Had a new round of scans not long ago. These things have become routine. We know the deal: where to park, what hospital entrance to go in, how to navigate the warren of labyrinthian hallways between the place you go for CT scans and the place you go for MRIs. We know where there is cell service and which receptionists are the nicest.
They say once you get really familiar with something, it’s time to move on. Or maybe it’s me saying that, because I am clearly winning cancer.
No new tumors.
All little tumors — GONE.
The biggest abdominal tumor is now 1/3 its previous size and has broken up into sections that are beginning to resemble their original lymph node origins.
Brain looks good. Nothing new in there. All previously zapped tumors completely gone and healed, except one that they’re still watching.
This is good, good news. The best kind of news.

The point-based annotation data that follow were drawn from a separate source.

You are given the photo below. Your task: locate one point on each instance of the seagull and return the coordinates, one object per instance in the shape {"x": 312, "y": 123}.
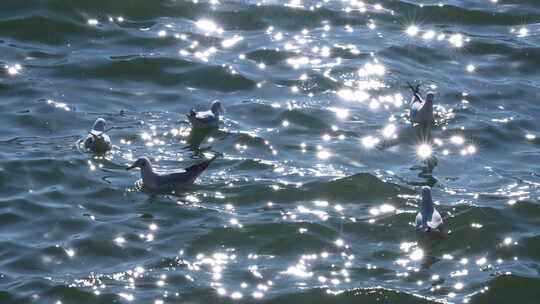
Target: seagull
{"x": 428, "y": 219}
{"x": 171, "y": 181}
{"x": 206, "y": 119}
{"x": 97, "y": 140}
{"x": 421, "y": 110}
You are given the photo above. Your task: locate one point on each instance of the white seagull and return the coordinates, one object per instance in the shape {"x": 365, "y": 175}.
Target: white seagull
{"x": 207, "y": 119}
{"x": 428, "y": 219}
{"x": 97, "y": 140}
{"x": 421, "y": 110}
{"x": 169, "y": 181}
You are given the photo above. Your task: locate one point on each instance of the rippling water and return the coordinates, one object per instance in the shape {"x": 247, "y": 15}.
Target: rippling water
{"x": 315, "y": 195}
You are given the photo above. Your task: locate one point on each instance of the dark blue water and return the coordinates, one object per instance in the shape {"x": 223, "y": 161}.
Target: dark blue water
{"x": 315, "y": 195}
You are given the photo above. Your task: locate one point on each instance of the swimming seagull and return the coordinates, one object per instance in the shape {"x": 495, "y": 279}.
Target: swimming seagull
{"x": 421, "y": 110}
{"x": 97, "y": 140}
{"x": 174, "y": 180}
{"x": 206, "y": 119}
{"x": 428, "y": 219}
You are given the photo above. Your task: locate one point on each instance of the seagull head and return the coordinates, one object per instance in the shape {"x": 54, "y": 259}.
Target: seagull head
{"x": 142, "y": 163}
{"x": 99, "y": 125}
{"x": 430, "y": 97}
{"x": 217, "y": 107}
{"x": 427, "y": 201}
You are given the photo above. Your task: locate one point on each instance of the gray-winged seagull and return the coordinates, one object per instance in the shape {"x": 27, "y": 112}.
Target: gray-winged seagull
{"x": 97, "y": 140}
{"x": 421, "y": 110}
{"x": 169, "y": 181}
{"x": 428, "y": 219}
{"x": 207, "y": 119}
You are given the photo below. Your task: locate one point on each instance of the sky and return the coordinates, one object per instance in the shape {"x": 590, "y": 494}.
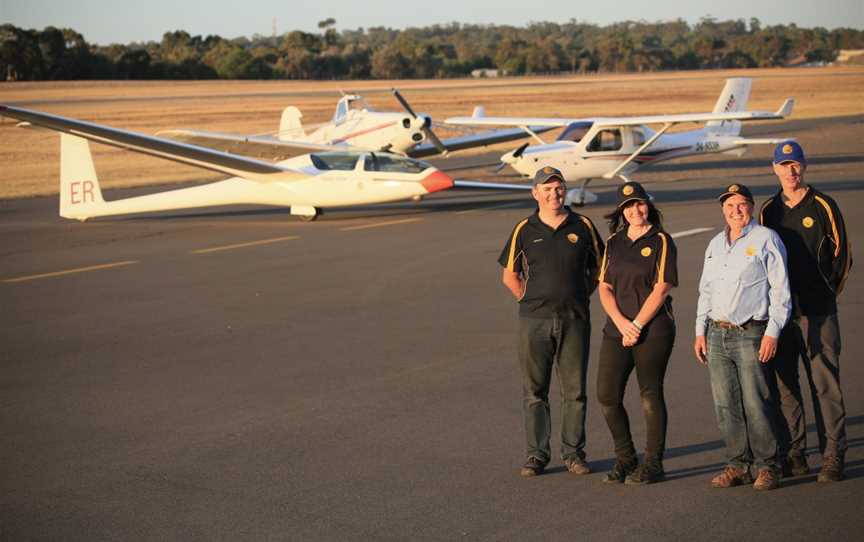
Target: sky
{"x": 123, "y": 21}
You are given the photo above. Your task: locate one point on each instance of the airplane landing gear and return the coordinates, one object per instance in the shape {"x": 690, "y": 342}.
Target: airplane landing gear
{"x": 305, "y": 213}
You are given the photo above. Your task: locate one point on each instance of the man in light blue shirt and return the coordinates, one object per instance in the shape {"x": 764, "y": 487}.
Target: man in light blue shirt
{"x": 744, "y": 302}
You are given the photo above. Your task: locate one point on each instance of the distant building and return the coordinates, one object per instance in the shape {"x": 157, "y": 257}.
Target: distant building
{"x": 488, "y": 72}
{"x": 850, "y": 56}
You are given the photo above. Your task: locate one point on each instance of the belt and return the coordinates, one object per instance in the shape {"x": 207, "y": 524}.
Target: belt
{"x": 729, "y": 325}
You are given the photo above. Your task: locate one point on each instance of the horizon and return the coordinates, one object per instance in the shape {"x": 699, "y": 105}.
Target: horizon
{"x": 96, "y": 20}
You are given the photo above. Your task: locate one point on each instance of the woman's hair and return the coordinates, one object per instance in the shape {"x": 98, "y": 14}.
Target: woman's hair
{"x": 617, "y": 221}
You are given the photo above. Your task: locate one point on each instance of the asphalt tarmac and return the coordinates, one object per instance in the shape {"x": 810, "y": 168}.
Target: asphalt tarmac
{"x": 238, "y": 374}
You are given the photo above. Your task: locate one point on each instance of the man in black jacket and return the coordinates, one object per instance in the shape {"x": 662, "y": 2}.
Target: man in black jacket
{"x": 550, "y": 264}
{"x": 811, "y": 226}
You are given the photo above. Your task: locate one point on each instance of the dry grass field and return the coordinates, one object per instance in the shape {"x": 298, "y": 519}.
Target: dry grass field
{"x": 30, "y": 158}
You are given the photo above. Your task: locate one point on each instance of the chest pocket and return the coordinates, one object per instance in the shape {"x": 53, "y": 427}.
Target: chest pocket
{"x": 752, "y": 271}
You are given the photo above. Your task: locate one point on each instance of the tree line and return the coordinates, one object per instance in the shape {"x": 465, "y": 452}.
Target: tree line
{"x": 436, "y": 51}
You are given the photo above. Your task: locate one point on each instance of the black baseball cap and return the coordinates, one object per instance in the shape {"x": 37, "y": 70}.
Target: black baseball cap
{"x": 546, "y": 174}
{"x": 736, "y": 189}
{"x": 630, "y": 191}
{"x": 789, "y": 151}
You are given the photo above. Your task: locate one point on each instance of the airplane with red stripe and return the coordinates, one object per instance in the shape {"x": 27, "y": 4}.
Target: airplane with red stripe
{"x": 354, "y": 127}
{"x": 306, "y": 182}
{"x": 610, "y": 147}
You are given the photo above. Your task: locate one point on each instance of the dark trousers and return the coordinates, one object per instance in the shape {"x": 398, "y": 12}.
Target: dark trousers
{"x": 815, "y": 340}
{"x": 562, "y": 343}
{"x": 650, "y": 358}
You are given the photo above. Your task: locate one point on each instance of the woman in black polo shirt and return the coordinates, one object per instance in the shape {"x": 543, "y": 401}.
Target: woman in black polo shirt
{"x": 639, "y": 269}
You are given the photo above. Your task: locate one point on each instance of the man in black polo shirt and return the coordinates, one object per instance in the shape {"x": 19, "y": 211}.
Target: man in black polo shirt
{"x": 550, "y": 261}
{"x": 811, "y": 226}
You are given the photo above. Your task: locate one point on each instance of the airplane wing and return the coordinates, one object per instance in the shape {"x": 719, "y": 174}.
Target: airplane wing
{"x": 512, "y": 121}
{"x": 481, "y": 120}
{"x": 459, "y": 183}
{"x": 266, "y": 147}
{"x": 184, "y": 153}
{"x": 481, "y": 139}
{"x": 784, "y": 111}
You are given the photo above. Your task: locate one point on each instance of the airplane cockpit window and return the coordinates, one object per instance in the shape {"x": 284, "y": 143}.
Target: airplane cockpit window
{"x": 391, "y": 163}
{"x": 341, "y": 111}
{"x": 606, "y": 140}
{"x": 575, "y": 131}
{"x": 348, "y": 103}
{"x": 340, "y": 161}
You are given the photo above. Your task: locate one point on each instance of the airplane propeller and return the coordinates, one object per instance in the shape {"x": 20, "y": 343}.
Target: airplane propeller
{"x": 427, "y": 123}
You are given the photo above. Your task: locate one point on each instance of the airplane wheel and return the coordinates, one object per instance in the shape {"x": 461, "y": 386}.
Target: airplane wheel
{"x": 316, "y": 212}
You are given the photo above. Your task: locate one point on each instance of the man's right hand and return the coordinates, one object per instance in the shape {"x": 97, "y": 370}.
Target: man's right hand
{"x": 700, "y": 346}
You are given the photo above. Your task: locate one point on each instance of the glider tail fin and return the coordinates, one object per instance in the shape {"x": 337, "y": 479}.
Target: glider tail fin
{"x": 291, "y": 127}
{"x": 733, "y": 99}
{"x": 80, "y": 195}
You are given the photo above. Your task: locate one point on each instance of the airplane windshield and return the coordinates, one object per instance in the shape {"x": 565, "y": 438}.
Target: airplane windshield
{"x": 340, "y": 161}
{"x": 575, "y": 131}
{"x": 606, "y": 140}
{"x": 392, "y": 163}
{"x": 348, "y": 103}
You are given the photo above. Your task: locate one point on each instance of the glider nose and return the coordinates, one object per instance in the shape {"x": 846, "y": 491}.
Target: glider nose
{"x": 436, "y": 181}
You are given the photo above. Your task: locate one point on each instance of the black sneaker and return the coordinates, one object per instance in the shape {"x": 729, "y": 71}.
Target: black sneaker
{"x": 620, "y": 471}
{"x": 795, "y": 465}
{"x": 646, "y": 473}
{"x": 532, "y": 467}
{"x": 832, "y": 469}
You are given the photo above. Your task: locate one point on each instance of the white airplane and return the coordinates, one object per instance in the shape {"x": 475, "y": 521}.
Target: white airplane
{"x": 354, "y": 127}
{"x": 608, "y": 147}
{"x": 304, "y": 183}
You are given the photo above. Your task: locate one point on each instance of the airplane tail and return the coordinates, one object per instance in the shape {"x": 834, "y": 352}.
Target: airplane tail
{"x": 291, "y": 127}
{"x": 733, "y": 99}
{"x": 80, "y": 195}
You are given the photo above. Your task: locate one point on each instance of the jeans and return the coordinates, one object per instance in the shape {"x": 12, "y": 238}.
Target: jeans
{"x": 544, "y": 342}
{"x": 742, "y": 396}
{"x": 650, "y": 358}
{"x": 815, "y": 340}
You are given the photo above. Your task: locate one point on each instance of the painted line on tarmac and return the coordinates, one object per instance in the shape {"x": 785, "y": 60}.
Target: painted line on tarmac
{"x": 244, "y": 245}
{"x": 687, "y": 233}
{"x": 71, "y": 271}
{"x": 502, "y": 206}
{"x": 381, "y": 224}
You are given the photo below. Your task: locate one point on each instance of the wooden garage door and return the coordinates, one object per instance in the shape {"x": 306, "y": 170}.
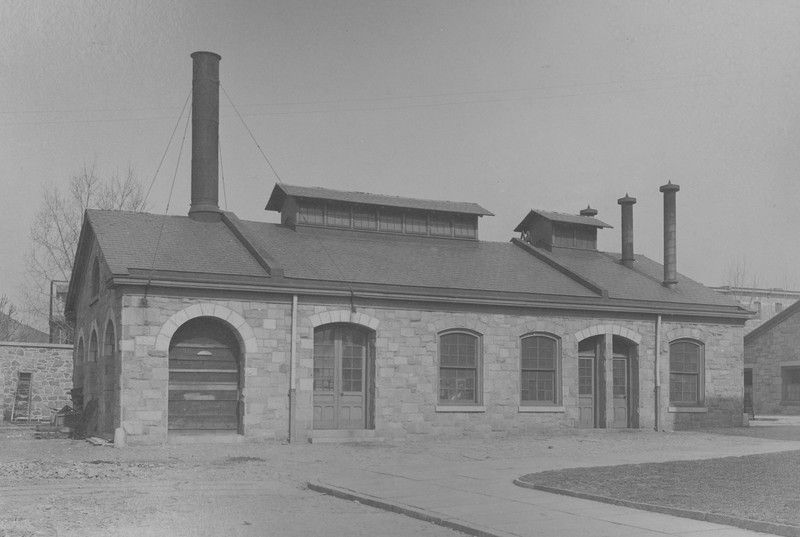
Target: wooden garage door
{"x": 204, "y": 378}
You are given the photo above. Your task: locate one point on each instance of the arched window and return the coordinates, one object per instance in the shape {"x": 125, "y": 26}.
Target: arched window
{"x": 540, "y": 375}
{"x": 93, "y": 347}
{"x": 460, "y": 368}
{"x": 109, "y": 342}
{"x": 686, "y": 373}
{"x": 80, "y": 352}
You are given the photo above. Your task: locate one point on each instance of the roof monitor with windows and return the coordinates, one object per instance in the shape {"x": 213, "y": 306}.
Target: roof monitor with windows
{"x": 547, "y": 230}
{"x": 358, "y": 211}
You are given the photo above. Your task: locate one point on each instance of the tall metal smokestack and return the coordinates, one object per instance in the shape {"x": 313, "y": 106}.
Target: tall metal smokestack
{"x": 670, "y": 228}
{"x": 627, "y": 229}
{"x": 205, "y": 137}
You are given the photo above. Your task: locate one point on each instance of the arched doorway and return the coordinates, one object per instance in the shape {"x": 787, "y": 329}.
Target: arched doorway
{"x": 625, "y": 385}
{"x": 204, "y": 378}
{"x": 344, "y": 377}
{"x": 608, "y": 383}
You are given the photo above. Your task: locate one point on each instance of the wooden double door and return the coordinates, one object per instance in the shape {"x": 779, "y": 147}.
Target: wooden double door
{"x": 601, "y": 405}
{"x": 343, "y": 377}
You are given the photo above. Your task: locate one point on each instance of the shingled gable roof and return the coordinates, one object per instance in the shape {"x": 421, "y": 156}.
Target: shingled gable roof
{"x": 281, "y": 191}
{"x": 765, "y": 327}
{"x": 560, "y": 217}
{"x": 245, "y": 253}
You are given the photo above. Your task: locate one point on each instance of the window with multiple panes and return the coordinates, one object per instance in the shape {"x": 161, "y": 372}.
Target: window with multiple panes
{"x": 441, "y": 225}
{"x": 540, "y": 375}
{"x": 465, "y": 226}
{"x": 312, "y": 213}
{"x": 459, "y": 368}
{"x": 416, "y": 223}
{"x": 790, "y": 377}
{"x": 365, "y": 218}
{"x": 338, "y": 215}
{"x": 96, "y": 277}
{"x": 93, "y": 347}
{"x": 391, "y": 220}
{"x": 686, "y": 365}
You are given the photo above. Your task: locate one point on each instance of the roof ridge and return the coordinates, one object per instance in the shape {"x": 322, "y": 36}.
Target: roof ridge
{"x": 561, "y": 268}
{"x": 244, "y": 236}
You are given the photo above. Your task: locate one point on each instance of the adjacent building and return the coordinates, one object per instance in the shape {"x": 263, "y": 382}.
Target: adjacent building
{"x": 363, "y": 315}
{"x": 772, "y": 364}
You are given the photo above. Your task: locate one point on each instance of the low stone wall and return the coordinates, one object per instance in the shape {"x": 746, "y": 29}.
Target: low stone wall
{"x": 51, "y": 368}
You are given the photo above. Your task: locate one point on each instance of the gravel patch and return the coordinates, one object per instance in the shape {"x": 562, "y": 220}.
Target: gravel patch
{"x": 760, "y": 487}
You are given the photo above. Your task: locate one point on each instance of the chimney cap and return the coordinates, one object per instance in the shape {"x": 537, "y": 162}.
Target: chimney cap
{"x": 199, "y": 52}
{"x": 669, "y": 187}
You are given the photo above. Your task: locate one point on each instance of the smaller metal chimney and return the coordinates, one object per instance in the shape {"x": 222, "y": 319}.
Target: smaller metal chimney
{"x": 205, "y": 137}
{"x": 670, "y": 228}
{"x": 627, "y": 229}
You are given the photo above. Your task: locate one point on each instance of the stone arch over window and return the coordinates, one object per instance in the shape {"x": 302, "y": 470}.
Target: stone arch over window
{"x": 93, "y": 346}
{"x": 540, "y": 369}
{"x": 80, "y": 351}
{"x": 344, "y": 316}
{"x": 237, "y": 322}
{"x": 684, "y": 333}
{"x": 603, "y": 329}
{"x": 109, "y": 340}
{"x": 460, "y": 366}
{"x": 455, "y": 322}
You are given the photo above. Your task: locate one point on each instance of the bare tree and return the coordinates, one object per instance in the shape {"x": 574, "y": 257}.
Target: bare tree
{"x": 56, "y": 228}
{"x": 9, "y": 326}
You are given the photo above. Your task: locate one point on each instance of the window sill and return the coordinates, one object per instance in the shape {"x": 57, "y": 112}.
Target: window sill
{"x": 541, "y": 409}
{"x": 460, "y": 408}
{"x": 688, "y": 409}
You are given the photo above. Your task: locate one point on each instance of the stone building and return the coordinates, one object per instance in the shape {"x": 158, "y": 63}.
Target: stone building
{"x": 47, "y": 368}
{"x": 772, "y": 364}
{"x": 766, "y": 303}
{"x": 371, "y": 316}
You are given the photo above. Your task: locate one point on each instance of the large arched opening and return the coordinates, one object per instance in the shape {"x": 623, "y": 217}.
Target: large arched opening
{"x": 205, "y": 378}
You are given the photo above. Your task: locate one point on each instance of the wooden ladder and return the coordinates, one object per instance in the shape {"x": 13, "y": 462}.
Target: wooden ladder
{"x": 22, "y": 400}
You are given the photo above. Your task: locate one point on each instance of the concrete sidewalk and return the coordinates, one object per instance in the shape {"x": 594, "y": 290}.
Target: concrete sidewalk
{"x": 479, "y": 498}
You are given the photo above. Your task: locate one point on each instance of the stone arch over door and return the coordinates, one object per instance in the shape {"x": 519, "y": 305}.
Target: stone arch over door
{"x": 223, "y": 349}
{"x": 205, "y": 378}
{"x": 344, "y": 370}
{"x": 608, "y": 377}
{"x": 238, "y": 323}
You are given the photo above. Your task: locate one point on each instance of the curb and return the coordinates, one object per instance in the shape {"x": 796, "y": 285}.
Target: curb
{"x": 744, "y": 523}
{"x": 419, "y": 514}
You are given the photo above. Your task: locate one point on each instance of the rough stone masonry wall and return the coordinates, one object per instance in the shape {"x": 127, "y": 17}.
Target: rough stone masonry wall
{"x": 406, "y": 369}
{"x": 766, "y": 354}
{"x": 51, "y": 366}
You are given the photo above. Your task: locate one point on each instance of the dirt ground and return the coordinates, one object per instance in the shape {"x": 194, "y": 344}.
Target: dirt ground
{"x": 71, "y": 488}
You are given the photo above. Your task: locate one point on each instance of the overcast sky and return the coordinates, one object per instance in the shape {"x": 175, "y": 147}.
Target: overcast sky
{"x": 512, "y": 105}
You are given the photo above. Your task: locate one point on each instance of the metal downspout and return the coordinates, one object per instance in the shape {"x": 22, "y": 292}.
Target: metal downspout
{"x": 658, "y": 372}
{"x": 293, "y": 371}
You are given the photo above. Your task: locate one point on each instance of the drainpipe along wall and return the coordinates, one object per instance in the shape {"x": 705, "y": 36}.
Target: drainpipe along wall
{"x": 658, "y": 372}
{"x": 293, "y": 371}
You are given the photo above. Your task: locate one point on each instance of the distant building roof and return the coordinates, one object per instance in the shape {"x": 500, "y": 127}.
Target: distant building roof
{"x": 281, "y": 191}
{"x": 13, "y": 330}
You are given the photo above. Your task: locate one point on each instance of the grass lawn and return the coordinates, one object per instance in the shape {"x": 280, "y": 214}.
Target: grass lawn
{"x": 759, "y": 487}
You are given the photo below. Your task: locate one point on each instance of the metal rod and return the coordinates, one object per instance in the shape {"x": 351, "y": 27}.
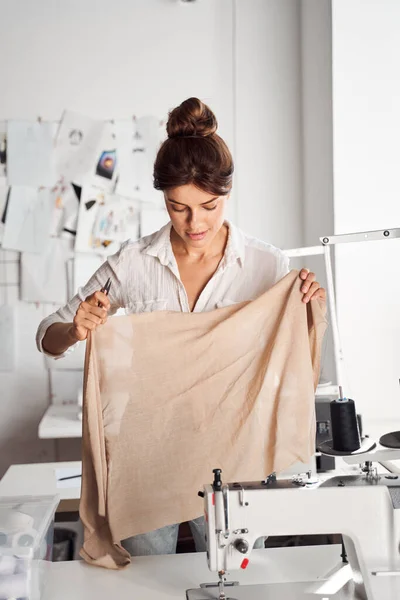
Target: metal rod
{"x": 337, "y": 348}
{"x": 360, "y": 236}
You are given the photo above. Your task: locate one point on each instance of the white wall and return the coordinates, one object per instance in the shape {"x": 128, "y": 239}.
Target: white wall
{"x": 243, "y": 57}
{"x": 366, "y": 111}
{"x": 107, "y": 61}
{"x": 317, "y": 142}
{"x": 268, "y": 118}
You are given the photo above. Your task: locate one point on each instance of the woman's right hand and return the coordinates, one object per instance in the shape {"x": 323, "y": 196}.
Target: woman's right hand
{"x": 90, "y": 315}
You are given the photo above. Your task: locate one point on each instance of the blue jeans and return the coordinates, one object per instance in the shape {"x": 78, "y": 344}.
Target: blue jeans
{"x": 164, "y": 540}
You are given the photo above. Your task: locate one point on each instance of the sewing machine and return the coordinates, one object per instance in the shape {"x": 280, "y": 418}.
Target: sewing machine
{"x": 363, "y": 508}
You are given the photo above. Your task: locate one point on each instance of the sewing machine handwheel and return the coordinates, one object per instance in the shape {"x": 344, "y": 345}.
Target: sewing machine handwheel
{"x": 390, "y": 440}
{"x": 327, "y": 448}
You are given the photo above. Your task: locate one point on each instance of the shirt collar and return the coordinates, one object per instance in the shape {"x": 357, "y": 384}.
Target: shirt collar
{"x": 160, "y": 246}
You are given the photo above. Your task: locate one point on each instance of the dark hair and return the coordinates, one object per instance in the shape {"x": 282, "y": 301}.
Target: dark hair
{"x": 193, "y": 152}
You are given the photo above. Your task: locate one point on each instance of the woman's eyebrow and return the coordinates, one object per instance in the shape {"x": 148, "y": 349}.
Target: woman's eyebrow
{"x": 203, "y": 204}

My beloved Kahuna and I walked out of the radiation oncologist’s office after receiving the results and looked at each other. “I feel like Ive graduated,” I said. We smiled and walked to the car. Time to go home and get on with life. Time to get on with the business of healing and moving toward extraordinary vitality.
It’s not enough to still be alive. I’m moving toward REALLY LIVING.
Kahuna and I have been working hard at creating our Bold New Life™. We crafted a plan and now we are conjuring the magics to make it happen. Rocking the pants off anything we’ve experienced yet so far. More to come. WAY more to come. I am beyond excited. I am ON FIRE.
Still dealing with the day-to-day grind of juicing, 170+ supplements (and counting…the number keeps growing as we learn and add protocols), yoga, emotional processing, and intense energy fluctuations (flat on the couch some days, almost-like-normal-people other days). I’m learning to roll with it all instead of fighting it. And the future looks very bright indeed.